- Kuti
- Coordinates: 44°02′19″N 18°51′25″E﻿ / ﻿44.03861°N 18.85694°E
- Country: Bosnia and Herzegovina
- Entity: Republika Srpska
- Municipality: Sokolac
- Time zone: UTC+1 (CET)
- • Summer (DST): UTC+2 (CEST)

= Kuti (Sokolac) =

Kuti (Кути) is a village in the municipality of Sokolac, Bosnia and Herzegovina. According to the 2013 census, Kuti has a population of 50.

== Population ==

The nationalities of the population in the town of Kuti are shown in the table.

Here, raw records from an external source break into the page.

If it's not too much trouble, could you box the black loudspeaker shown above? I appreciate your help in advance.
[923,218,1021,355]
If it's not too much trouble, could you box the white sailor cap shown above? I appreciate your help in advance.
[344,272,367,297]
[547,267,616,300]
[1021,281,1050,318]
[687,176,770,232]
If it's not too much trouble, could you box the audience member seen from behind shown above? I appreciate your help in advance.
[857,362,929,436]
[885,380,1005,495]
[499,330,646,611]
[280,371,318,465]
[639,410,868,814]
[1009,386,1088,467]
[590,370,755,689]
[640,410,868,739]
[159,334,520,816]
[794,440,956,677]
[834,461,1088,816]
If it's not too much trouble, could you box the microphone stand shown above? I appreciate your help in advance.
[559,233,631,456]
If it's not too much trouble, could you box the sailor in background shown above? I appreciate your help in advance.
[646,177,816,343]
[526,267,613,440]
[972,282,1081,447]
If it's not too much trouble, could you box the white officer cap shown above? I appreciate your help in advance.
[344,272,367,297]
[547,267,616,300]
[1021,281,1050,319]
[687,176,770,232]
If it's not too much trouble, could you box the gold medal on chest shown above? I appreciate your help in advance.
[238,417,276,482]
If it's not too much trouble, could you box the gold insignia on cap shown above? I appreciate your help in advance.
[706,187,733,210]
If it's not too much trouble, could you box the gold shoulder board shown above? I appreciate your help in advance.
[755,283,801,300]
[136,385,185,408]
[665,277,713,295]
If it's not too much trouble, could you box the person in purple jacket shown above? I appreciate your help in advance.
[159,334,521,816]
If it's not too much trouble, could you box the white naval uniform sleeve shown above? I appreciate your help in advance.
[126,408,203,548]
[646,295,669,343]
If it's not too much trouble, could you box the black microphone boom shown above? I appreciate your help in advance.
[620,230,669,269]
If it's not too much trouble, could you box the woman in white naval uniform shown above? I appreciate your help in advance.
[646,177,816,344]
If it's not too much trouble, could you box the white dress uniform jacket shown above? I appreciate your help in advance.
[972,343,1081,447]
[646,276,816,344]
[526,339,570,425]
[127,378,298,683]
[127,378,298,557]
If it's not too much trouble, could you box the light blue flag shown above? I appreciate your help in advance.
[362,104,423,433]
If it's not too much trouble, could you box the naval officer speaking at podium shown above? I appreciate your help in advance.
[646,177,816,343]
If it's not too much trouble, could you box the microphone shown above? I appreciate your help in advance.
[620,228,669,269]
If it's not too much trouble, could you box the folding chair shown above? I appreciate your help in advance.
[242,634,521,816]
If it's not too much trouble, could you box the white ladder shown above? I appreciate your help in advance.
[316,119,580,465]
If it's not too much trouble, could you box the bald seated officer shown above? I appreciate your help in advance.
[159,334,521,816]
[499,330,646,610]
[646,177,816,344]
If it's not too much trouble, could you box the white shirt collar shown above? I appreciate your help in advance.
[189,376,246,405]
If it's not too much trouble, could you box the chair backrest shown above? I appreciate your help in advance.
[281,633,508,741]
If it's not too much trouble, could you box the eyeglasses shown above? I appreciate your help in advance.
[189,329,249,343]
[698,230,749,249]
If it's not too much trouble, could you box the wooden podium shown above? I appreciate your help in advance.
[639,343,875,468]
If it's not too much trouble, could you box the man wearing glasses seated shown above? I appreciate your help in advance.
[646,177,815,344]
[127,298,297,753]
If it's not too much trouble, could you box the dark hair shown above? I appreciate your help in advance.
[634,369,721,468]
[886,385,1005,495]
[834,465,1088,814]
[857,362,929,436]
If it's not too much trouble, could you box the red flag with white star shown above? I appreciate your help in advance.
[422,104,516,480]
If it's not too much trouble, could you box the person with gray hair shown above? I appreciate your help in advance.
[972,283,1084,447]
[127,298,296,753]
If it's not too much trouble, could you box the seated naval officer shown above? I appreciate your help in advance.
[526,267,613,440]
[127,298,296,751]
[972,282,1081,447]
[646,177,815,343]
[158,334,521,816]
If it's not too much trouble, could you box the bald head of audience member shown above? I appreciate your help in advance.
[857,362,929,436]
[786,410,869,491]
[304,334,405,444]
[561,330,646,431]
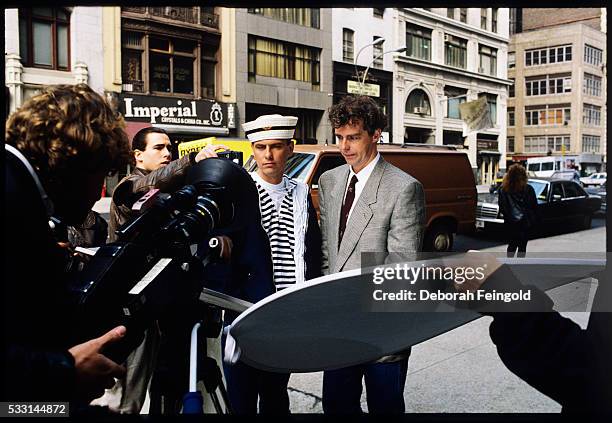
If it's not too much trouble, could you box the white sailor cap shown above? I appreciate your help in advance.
[242,115,297,142]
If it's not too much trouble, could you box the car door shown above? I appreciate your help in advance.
[561,181,587,222]
[544,181,566,225]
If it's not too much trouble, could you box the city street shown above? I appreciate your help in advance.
[289,217,606,413]
[95,199,606,413]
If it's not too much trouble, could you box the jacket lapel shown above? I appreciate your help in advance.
[327,165,349,263]
[333,157,385,272]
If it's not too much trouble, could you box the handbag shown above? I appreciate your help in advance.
[506,193,525,222]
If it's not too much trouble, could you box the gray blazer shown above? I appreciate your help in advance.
[319,157,425,274]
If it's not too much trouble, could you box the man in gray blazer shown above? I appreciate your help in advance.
[319,96,425,414]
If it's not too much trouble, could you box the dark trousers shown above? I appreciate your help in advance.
[323,358,408,414]
[506,221,529,257]
[221,335,291,414]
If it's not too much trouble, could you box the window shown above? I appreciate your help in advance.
[491,8,497,32]
[478,93,497,125]
[510,7,523,36]
[249,7,321,28]
[444,85,467,119]
[149,37,196,95]
[342,28,355,62]
[525,136,548,153]
[372,36,385,69]
[525,104,571,126]
[405,89,431,116]
[121,31,212,98]
[508,51,516,69]
[582,104,601,126]
[562,182,585,198]
[478,44,497,76]
[525,46,572,66]
[249,36,321,88]
[525,135,570,153]
[406,24,431,60]
[584,44,603,66]
[582,135,601,153]
[525,74,572,96]
[444,34,467,69]
[19,7,70,70]
[201,45,217,98]
[582,73,601,97]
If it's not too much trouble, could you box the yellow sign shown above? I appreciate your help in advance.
[178,137,253,163]
[346,81,380,97]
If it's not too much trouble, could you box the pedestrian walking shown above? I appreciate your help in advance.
[498,163,538,257]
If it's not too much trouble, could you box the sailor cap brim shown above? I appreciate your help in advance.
[242,115,298,142]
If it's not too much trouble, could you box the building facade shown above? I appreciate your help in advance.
[234,8,332,143]
[4,7,104,115]
[393,8,510,184]
[332,7,394,142]
[508,16,607,175]
[116,6,236,153]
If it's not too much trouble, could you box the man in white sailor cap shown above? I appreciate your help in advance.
[224,115,321,414]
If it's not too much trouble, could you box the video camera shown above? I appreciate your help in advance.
[70,158,258,362]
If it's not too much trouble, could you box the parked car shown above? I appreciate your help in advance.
[476,178,601,234]
[584,186,607,214]
[580,172,608,187]
[550,170,582,184]
[245,144,477,251]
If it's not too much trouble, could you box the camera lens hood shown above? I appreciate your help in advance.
[186,157,259,229]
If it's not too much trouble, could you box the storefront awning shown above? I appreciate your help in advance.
[152,123,229,135]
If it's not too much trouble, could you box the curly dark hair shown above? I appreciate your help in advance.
[328,95,387,136]
[502,163,527,192]
[5,84,132,180]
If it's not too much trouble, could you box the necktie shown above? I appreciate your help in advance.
[338,175,357,249]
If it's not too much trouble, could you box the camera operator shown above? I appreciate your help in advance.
[109,127,227,242]
[94,127,229,413]
[2,84,129,404]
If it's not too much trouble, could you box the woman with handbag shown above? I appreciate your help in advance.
[498,164,538,257]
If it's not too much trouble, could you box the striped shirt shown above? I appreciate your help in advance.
[255,177,296,289]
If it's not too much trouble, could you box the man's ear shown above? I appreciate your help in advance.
[372,129,382,143]
[134,149,143,164]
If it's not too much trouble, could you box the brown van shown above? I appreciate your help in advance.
[245,144,477,251]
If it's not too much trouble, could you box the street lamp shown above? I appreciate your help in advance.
[353,37,385,88]
[361,46,407,88]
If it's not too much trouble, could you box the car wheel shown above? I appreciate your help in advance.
[582,214,593,229]
[424,223,453,252]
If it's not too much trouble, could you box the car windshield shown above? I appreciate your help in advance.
[528,180,548,200]
[245,153,315,182]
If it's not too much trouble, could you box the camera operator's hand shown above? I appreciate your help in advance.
[195,144,230,163]
[216,235,234,261]
[68,326,126,402]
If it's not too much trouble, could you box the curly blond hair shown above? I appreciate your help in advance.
[5,84,131,179]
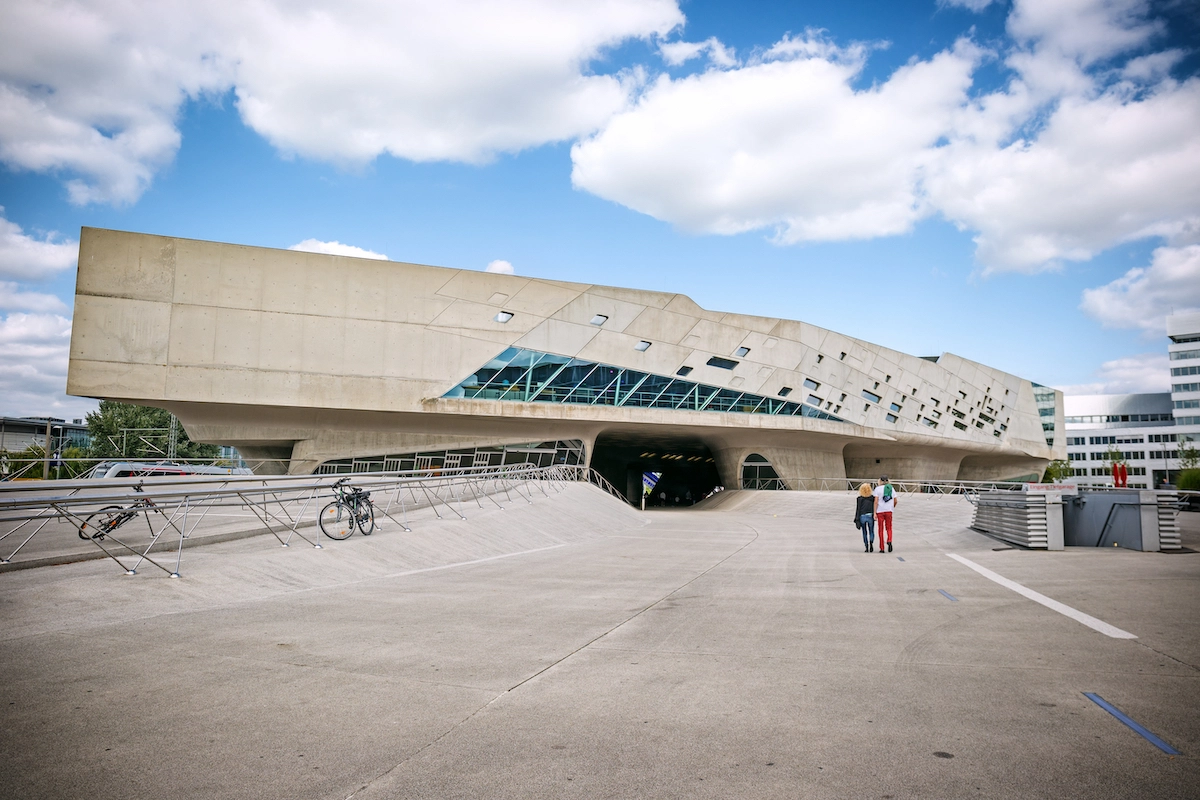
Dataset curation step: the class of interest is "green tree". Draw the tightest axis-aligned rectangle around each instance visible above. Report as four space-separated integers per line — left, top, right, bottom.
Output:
88 401 221 458
1180 439 1200 469
1042 458 1075 483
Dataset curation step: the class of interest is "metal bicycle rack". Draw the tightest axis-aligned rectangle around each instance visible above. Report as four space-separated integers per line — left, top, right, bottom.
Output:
0 464 624 578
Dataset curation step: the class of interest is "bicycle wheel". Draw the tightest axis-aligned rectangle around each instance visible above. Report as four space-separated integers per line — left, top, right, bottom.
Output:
317 500 354 541
359 500 374 536
78 506 125 542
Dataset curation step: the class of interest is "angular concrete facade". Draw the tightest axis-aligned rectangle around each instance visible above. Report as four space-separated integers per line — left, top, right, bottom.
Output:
67 228 1066 487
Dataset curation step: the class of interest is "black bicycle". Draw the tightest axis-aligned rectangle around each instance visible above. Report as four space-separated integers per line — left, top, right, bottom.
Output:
79 485 158 542
318 477 374 540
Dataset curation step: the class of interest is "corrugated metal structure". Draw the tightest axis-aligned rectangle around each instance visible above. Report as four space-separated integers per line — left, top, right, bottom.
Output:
971 491 1063 551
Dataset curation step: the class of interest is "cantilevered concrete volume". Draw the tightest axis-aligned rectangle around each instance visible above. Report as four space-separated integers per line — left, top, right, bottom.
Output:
67 228 1066 498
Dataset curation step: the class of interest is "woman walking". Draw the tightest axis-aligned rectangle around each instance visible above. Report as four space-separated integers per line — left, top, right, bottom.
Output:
854 483 882 553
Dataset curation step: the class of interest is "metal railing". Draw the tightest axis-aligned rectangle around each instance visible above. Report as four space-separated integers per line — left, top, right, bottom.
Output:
772 477 1026 495
0 464 625 577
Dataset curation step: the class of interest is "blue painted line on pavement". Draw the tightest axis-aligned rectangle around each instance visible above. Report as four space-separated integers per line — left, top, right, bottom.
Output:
1084 692 1180 756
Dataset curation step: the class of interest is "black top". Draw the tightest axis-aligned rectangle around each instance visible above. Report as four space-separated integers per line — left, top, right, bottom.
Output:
854 494 875 522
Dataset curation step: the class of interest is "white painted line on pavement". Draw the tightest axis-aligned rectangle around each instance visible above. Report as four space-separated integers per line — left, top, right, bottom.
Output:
947 553 1138 639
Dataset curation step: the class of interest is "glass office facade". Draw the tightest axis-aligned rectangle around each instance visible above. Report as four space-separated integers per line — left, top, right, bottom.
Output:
316 439 584 475
1033 384 1055 447
444 348 845 422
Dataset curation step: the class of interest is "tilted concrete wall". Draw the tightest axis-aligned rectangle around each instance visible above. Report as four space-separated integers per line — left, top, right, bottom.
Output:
67 228 1066 486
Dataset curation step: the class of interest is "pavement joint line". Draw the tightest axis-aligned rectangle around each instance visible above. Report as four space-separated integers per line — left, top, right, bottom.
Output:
947 553 1138 639
1084 692 1182 756
346 525 758 800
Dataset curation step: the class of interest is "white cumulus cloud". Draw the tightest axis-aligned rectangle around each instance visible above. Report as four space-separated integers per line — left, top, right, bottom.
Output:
0 281 70 313
288 239 388 261
659 36 738 67
0 313 96 419
1062 353 1171 395
926 78 1200 272
571 35 979 243
1080 245 1200 335
571 0 1200 273
0 206 79 279
0 0 683 204
937 0 995 11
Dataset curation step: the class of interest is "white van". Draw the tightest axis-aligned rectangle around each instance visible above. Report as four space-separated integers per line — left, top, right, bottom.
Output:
84 461 254 479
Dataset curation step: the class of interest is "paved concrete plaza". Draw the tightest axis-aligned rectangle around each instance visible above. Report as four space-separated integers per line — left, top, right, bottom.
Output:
0 485 1200 800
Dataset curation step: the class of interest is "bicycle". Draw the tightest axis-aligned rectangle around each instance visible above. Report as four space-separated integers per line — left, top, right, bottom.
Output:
318 477 374 541
78 485 158 542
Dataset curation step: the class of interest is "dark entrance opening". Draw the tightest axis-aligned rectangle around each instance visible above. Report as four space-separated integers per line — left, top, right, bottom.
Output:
592 432 721 509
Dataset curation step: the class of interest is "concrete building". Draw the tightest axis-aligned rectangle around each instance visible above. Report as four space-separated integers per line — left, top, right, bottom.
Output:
67 228 1066 498
1064 312 1200 489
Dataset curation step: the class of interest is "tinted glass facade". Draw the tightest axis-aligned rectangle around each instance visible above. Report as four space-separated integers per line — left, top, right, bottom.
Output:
444 348 844 422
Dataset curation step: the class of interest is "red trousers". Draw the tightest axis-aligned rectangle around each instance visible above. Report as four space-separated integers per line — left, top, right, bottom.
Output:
875 511 892 545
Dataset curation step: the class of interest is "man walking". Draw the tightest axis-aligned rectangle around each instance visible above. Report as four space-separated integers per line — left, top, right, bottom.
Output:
872 475 896 553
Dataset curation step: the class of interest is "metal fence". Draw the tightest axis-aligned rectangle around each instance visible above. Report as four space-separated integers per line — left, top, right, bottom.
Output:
0 464 625 577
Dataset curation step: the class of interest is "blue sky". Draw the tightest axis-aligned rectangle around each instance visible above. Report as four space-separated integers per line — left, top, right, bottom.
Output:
0 0 1200 417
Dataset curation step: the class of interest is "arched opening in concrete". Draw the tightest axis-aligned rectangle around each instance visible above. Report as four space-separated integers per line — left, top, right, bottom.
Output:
592 431 721 507
742 453 787 489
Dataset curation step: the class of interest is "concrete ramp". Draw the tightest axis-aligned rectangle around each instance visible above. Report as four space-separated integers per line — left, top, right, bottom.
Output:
0 483 646 640
695 489 972 531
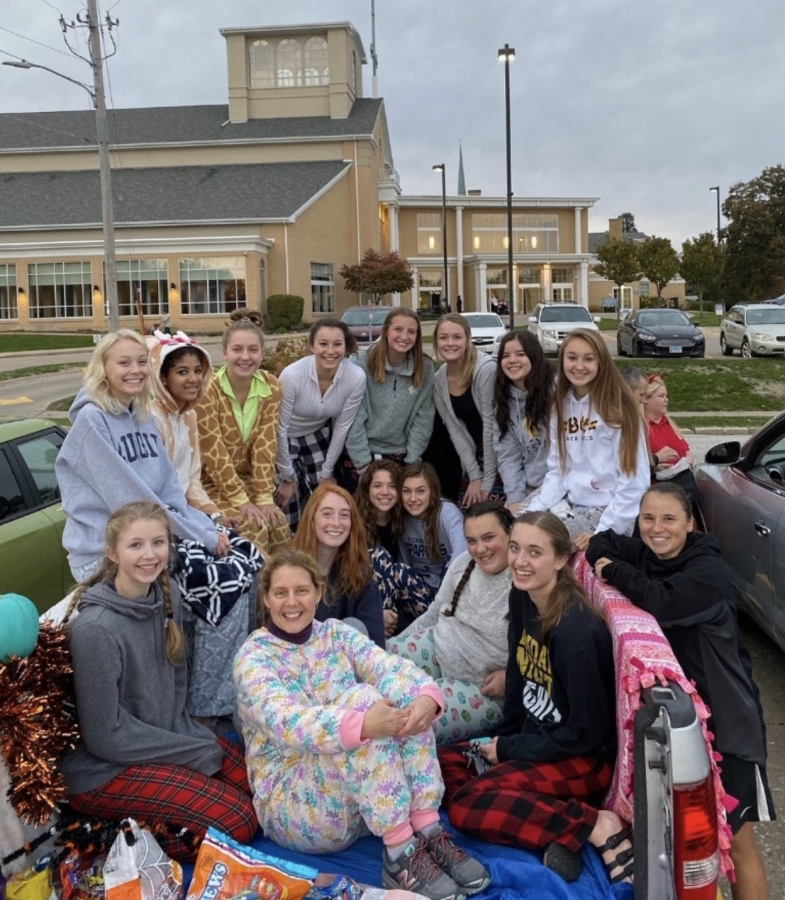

| Nationality | 1961 | 1971 | 1981. | 1991. | 2013. |
|---|---|---|---|---|---|
| Muslims*/Bosniaks | 72 | 312 | 266 | 248 | 49 |
| Serbs | 67 | 9 | 5 | 2 | 0 |
| Croats | 7 | 0 | 1 | 2 | 0 |
| Yugoslavs | 229 | 0 | 2 | 0 | 0 |
| Others and unknown | 0 | 3 | 0 | 1 | 1 |
| Total: | 375 | 324 | 274 | 253 | 50 |

- The term Muslims was used in population censuses until 1991, after which it was replaced by the term Bosniaks.